Usage scenarios: Result variables are categorical, binary variables, and multi-categorical variables that do not meet normal distributions
The result variables are counted, and their mean and variance are related
Workaround: Use the generalized linear model, which contains the analysis of the Feshengtai dependent variable
1.Logistics regression (dependent variable is category type)
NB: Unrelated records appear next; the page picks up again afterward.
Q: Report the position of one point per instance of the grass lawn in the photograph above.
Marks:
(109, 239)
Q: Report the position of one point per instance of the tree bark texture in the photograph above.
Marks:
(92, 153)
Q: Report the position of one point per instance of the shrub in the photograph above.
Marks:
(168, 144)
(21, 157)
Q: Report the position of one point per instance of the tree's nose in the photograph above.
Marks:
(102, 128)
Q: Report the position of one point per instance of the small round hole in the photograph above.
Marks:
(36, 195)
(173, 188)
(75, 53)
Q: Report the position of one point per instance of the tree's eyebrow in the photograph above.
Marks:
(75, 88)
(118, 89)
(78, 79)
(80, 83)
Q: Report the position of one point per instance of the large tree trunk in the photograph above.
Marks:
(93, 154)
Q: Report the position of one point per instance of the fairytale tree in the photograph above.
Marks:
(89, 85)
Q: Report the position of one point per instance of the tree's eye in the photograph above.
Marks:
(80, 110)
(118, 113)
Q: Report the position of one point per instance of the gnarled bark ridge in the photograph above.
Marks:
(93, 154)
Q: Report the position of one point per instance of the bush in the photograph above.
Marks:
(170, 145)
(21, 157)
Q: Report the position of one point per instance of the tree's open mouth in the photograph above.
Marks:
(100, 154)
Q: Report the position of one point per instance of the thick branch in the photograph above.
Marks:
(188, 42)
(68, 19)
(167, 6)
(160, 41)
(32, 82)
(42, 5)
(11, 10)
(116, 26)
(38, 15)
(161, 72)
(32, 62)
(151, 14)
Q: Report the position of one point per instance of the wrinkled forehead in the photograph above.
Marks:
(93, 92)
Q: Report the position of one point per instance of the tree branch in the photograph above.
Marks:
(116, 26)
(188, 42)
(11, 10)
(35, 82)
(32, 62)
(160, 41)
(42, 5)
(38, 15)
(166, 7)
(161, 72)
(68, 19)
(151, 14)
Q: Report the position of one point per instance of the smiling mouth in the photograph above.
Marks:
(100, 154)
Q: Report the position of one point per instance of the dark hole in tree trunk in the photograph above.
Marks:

Case: Matching a model of an extramarital affair
1. View statistics for datasets
2 Library (AER) 3 ' AER ' )4Summary (affairs)5 table (affairs$affairs)
Results: This data was collected from 601 participants, the number of extramarital affairs, sex, age, length of marriage, whether there were children, religious beliefs, educational backgrounds, occupations, and self-evaluation of the marriage of these 9 variables
The result variable is the number of extramarital affairs. 72% of couples have no extramarital affairs, most of them have extramarital affairs every month for 6%
2. Convert the result value to a two-value type factor
1 affairs$ynaffair[affairs$affairs > 0] <-12 affairs$ynaffair[affairs$affairs = 0] <- 0 3 affairs$ynaffair <-4 levels=c (0,1),5 labels=c ( " No ","Yes"))6 table (Affairs$ynaffair)
3. Use this factor as the result variable of a binary type variable
1 2 Religiousness + Education + occupation +rating,3 data=affairs,family=binomial ()) 4 Summary (fit.full)
Results: Gender, whether there are children, education and occupation of the model is not significant, after removal analysis
1 2 Rating, Data=affairs, family=binomial ())3 Summary (fit.reduced)
3. Use Chi-square test to judge the comparison
1 ' CHISQ ')
Result: p=0.21 that the new model fits better
4. Interpreting model parameters
1 Coef (fit.reduced) 2 exp (COEF (fit.reduced))
Results: Every 1 years of marriage age, the likelihood of extramarital affairs will be multiplied by 1.106, the opposite age increases 1 years old, the likelihood of extramarital affairs multiplied by 0.9652
5. Assessing the impact of marital scores on extramarital affairs
1 #1. Manually generate the data set2 #2. Use the Predict function to make predictions3TestData <-data.frame (Rating=c (1,2,3,4,5), age=mean (affairs$age),4Yearsmarried=mean (affairs$yearsmarried),5religiousness=mean (affairs$religiousness))6 testdata7Testdata$prob <-Predict (Fit.reduced,newdata = testdata,type='Response')8TestData
Result: When marriage score from 1 (very unfortunate) into 5 (very happy), the probability of extramarital affairs decreased from 0.53 to 0.15
6. Assessing the impact of age on extramarital affairs
1 testdata <-data.frame (rating=mean (affairs$rating),2 age=seq (17,57,10), 3 yearsmarried=mean (affairs$yearsmarried),4 religiousness=mean ( affairs$religiousness))5 testdata$prob <-predict (fit.reduced,newdata = testdata,type=' response')6 testdata
Results: When other variables are unchanged, age from 17-57 years old, the probability of extramarital affairs decreased from 0.34 to 0.11
7. Determine if you are too far away from the trend
Excessive departures can lead to standard false tests and imprecise significance tests, and it is still possible to fit the logistics regression using GML (), but change the two distribution to the class two distribution
1 # If the result is close to 1, it means that there is no excessive 2 Deviance (fit.reduced)/df.residual (fit.reduced)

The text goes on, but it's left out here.